Ezra Klein points out at the Washington Post that Cantor's views and comparisons simply have no merit.
Perhaps more importantly, Cantor's lies have helped push his party's agenda at the expense of raising the public's awareness. For instance, a Kaiser Health Tracking poll released last spring found that while 46 percent of the American public favored reforming the law, that view was based largely on the uninformed belief that it would add to the federal deficit. And that was as untrue one year ago as it will be for the next two decades.
But if the health care bill were to be repealed, people of color and many of the country's poorest residents stand to lose the most. According to Leslie Russell at the Center for American Progress, people of color are more likely to be left uninsured and suffer disproportionately from health disparities. Some of the estimates show that while 12 percent of white residents are uninsured, those numbers are nearly double for African-Americans. The numbers are about the same for Latinos and American Indians, whose rates of uninsured total about 32 percent. Even for those people of color who are insured, they're more likely to get substandard care.
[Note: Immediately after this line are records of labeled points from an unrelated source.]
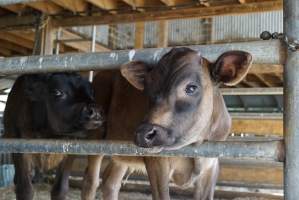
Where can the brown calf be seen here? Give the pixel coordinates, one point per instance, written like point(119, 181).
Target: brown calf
point(169, 105)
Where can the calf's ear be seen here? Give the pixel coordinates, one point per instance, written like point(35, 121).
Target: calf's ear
point(35, 86)
point(135, 72)
point(231, 67)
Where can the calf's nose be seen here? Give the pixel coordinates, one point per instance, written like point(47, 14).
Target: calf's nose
point(92, 112)
point(150, 135)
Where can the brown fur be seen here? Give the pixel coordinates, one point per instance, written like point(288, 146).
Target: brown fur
point(130, 106)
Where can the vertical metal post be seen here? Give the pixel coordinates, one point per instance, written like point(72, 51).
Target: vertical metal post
point(291, 102)
point(93, 47)
point(58, 34)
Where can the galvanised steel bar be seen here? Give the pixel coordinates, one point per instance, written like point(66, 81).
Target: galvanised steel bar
point(252, 91)
point(291, 102)
point(270, 52)
point(266, 150)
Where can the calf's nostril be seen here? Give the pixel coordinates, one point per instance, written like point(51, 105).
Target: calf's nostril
point(151, 135)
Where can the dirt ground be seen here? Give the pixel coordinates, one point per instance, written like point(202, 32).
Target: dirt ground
point(42, 193)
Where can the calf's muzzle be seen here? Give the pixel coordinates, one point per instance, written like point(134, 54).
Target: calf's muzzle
point(93, 115)
point(152, 135)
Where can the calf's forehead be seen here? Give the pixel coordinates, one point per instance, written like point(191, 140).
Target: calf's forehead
point(175, 66)
point(67, 81)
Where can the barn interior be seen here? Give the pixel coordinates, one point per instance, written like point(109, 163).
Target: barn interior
point(49, 27)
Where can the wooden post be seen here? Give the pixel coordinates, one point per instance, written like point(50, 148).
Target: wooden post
point(291, 102)
point(162, 33)
point(48, 38)
point(139, 35)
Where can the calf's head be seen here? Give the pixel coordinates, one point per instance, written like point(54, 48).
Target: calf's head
point(181, 88)
point(62, 102)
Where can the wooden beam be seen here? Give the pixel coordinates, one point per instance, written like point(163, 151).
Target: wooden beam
point(5, 52)
point(196, 12)
point(142, 3)
point(139, 35)
point(83, 46)
point(72, 5)
point(15, 47)
point(175, 2)
point(16, 40)
point(104, 4)
point(45, 7)
point(17, 22)
point(258, 126)
point(16, 8)
point(48, 38)
point(162, 34)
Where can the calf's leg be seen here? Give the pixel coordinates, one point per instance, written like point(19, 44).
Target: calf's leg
point(158, 170)
point(206, 182)
point(61, 184)
point(91, 177)
point(23, 177)
point(112, 178)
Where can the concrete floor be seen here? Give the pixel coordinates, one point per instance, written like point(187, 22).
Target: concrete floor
point(42, 193)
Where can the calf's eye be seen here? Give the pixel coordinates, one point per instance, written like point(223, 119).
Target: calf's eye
point(191, 89)
point(57, 93)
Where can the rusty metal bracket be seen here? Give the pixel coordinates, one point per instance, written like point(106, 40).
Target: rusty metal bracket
point(293, 45)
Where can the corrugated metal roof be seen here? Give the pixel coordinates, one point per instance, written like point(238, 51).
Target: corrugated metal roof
point(245, 27)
And it's well documented that people of color face much higher rates of cancer, obesity, diabetes, and heart disease.
Conservatives have gone to great lengths to portray the bill as a "job killer," when really it's an effort to catch up to every other industrialized nation in the world in offering affordable public health insurance to working people. According to many liberal observers, such a move could free a large swath of the public from the jaws of over zealous private insurers.
So the fight to maintain the health care law is as much a battle for racial justice and health equity as it is one of maintaining one of the Democratic party's landmark victories of the past two years.